# The Long Arc of Self-Rated Health Research

**Authors:** Ellen Idler, Ted Johnson

PMC · DOI: 10.1093/geroni/igaf122.081 · Innovation in Aging · 2025-12-31

## TL;DR

This paper reviews decades of research on self-rated health in older adults and its strong link to mortality.

## Contribution

It highlights recent advancements in understanding SRH's predictive power and its implications for health outcomes.

## Key findings

- Self-rated health (SRH) is a reliable predictor of mortality across diverse populations.
- Research has explored how sociodemographic factors and health optimism influence SRH.
- Recent studies compare SRH with algorithm-derived diagnoses and examine its relationship with dual functionality.

## Abstract

Research with older populations that asks respondents to assess their health with a single question began with the Duke Longitudinal Studies of Normal Aging in the 1950s.
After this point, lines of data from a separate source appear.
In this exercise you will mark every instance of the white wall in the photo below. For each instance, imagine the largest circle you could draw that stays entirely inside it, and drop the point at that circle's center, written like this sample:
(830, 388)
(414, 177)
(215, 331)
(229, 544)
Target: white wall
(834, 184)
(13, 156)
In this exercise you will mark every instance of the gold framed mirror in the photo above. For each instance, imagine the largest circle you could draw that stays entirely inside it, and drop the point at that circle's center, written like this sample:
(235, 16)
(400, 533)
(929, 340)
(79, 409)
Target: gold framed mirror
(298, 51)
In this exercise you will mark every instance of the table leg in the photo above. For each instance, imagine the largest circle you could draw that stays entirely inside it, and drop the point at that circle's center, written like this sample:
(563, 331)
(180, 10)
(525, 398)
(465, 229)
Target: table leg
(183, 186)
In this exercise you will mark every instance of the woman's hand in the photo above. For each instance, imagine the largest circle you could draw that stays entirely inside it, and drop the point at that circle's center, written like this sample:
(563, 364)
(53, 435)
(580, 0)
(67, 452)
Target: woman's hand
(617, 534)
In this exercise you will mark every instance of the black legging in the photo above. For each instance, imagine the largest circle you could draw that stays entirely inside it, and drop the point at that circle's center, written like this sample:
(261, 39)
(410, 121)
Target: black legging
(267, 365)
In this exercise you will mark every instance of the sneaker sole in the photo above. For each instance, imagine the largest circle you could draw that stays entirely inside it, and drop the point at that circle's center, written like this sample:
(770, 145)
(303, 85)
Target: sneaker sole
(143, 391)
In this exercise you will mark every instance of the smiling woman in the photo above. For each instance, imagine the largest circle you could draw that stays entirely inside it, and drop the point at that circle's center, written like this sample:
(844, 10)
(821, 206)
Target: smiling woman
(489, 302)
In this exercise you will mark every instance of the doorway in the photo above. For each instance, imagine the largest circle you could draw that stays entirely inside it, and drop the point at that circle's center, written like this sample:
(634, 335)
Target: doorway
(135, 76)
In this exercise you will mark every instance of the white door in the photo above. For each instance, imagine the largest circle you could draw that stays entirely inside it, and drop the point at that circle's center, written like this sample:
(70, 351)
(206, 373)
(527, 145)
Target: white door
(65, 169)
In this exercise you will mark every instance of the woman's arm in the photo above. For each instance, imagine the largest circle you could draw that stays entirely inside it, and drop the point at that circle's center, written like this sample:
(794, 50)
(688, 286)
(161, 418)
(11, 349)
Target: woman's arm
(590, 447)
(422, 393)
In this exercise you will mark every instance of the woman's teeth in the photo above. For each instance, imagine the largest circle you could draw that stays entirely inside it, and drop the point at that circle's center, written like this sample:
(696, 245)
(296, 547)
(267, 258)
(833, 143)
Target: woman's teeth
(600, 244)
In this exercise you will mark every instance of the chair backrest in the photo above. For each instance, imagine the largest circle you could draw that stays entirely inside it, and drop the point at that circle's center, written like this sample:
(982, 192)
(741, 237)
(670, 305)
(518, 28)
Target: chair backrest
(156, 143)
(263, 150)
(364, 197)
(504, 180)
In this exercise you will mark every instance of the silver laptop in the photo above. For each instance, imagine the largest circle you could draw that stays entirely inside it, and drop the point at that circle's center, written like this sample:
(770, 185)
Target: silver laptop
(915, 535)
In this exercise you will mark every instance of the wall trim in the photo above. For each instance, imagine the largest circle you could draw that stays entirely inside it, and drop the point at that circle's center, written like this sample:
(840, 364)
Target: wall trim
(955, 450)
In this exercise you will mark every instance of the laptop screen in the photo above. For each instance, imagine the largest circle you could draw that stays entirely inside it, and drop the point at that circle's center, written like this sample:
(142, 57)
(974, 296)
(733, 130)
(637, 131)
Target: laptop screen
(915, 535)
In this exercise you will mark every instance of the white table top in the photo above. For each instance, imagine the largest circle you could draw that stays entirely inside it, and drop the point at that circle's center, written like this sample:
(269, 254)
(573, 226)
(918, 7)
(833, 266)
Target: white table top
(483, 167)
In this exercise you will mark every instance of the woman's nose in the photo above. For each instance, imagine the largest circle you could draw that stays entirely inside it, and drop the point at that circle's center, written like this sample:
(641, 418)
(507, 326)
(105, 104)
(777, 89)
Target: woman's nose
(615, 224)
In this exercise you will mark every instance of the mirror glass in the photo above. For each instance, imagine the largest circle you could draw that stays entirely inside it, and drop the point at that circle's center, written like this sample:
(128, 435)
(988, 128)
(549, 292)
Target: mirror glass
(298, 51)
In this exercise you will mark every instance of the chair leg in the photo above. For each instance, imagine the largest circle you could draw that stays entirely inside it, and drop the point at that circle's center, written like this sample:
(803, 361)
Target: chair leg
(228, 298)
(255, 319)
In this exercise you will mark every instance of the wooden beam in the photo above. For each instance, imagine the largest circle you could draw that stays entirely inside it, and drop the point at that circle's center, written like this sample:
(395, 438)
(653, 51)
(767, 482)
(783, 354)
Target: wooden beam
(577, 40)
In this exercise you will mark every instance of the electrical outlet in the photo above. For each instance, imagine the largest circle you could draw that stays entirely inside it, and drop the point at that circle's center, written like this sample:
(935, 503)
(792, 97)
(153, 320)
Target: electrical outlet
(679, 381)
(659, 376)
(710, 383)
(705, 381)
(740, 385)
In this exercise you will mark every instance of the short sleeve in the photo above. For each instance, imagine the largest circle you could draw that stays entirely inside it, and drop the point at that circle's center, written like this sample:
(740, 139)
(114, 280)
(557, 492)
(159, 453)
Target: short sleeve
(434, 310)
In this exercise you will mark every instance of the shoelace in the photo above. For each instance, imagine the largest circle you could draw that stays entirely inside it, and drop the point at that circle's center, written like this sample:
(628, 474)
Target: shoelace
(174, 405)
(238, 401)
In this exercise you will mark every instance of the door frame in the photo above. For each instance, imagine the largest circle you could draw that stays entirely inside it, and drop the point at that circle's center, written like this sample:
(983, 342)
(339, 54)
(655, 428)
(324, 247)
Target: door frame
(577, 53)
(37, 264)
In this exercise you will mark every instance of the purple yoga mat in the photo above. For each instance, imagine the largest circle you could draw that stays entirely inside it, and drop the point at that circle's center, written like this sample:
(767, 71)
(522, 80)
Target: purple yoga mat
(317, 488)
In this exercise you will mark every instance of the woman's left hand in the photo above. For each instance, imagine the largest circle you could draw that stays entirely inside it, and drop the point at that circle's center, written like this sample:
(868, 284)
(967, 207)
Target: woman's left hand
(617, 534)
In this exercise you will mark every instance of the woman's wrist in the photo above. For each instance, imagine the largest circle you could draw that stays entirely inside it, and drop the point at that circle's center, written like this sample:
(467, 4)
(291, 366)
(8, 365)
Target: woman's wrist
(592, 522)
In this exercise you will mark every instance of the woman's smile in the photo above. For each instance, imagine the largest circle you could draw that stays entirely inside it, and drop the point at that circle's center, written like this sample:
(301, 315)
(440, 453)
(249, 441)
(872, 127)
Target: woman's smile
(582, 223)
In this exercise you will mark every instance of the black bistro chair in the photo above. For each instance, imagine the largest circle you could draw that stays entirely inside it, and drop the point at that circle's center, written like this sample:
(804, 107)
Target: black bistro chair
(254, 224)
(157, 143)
Early patterns that emerged were that physicians tended to rate overall health more negatively than study subjects, and that respondent “optimism” about health increased with age. In the 1980s a series of population-based studies of older respondents found that “poor” SRH was a significant predictor of all-cause mortality, even when physical health and other important covariates were well-characterized. Throughout the 1990s and 2000s literally hundreds of studies of representative, population-based samples in countries around the world have shown nearly universally that SRH is a reliable predictor of mortality, despite many forms of the question and different response categories. Since then, researchers have focused on understanding the precursors of these ratings; finding novel covariates that “explain” the effect and/or narrow it to a “true” self-rating of health; identifying sociodemographic groups for which the effect may be modified; and exploring the phenomenon of health optimism in old age. In this symposium, Quesnel-Vallée will present current research comparing SRH with algorithm-derived diagnoses. Jylhä will report on analyses of qualitative and quantitative data for a Finnish cohort aged 90+. Ferraro will present research on SRH and dual (physical and cognitive) functionality. Idler will present analyses of SRH and mortality where causes of death are disaggregated by treatability and preventability. The discussant will situate this current research in its long history and current translational applications.